Sternberg Press, Critical Spatial Practice, 1

Author: Neeraj Bhatia

Editors: Nikolaus Hirsch, Markus Miessen

Date: 2012

Excerpt:

“Criticality in spatial practice is one of the most difficult and unquestioned issues effecting the disciplinary agency of architecture, which is at the mercy of socio-­‐political maneuvering, economic realities, and, of course, the whims of the client. This has inevitably fractured the field into those that sacrifice criticality to realize buildings and those whose critical designs are destined only for paper where the world at large can be reconceived as fantasy.  

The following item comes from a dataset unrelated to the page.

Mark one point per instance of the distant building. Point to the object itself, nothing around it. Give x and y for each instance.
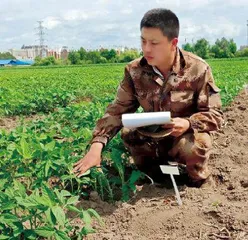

InfraNet Lab was established in 2008, as a new model for spatial praxis rooted in critical agency. This reformulation stemmed from an expanded view of the Architect, who engaged in politics, economics, ecologies, infrastructure, urbanism, and landscape and found productive opportunities within the overlaps of such systems. The client for such work, however, due to its scale, type, and multidisciplinary nature, did not exist. This prompted a spatial practice of unsolicited architecture. Being unsolicited, there is no opportunity to hide behind constraints (budget, site, client, etc.) but rather it requires one to precisely affirm their critical stance to design. While most “paper architecture” exchanges reality for criticality and “practicing architects” often trade criticality for realization, we hold onto both criticality and reality. Entrenched in research and consultation with specialists, we neither deny reality nor use it as an empty constraint.”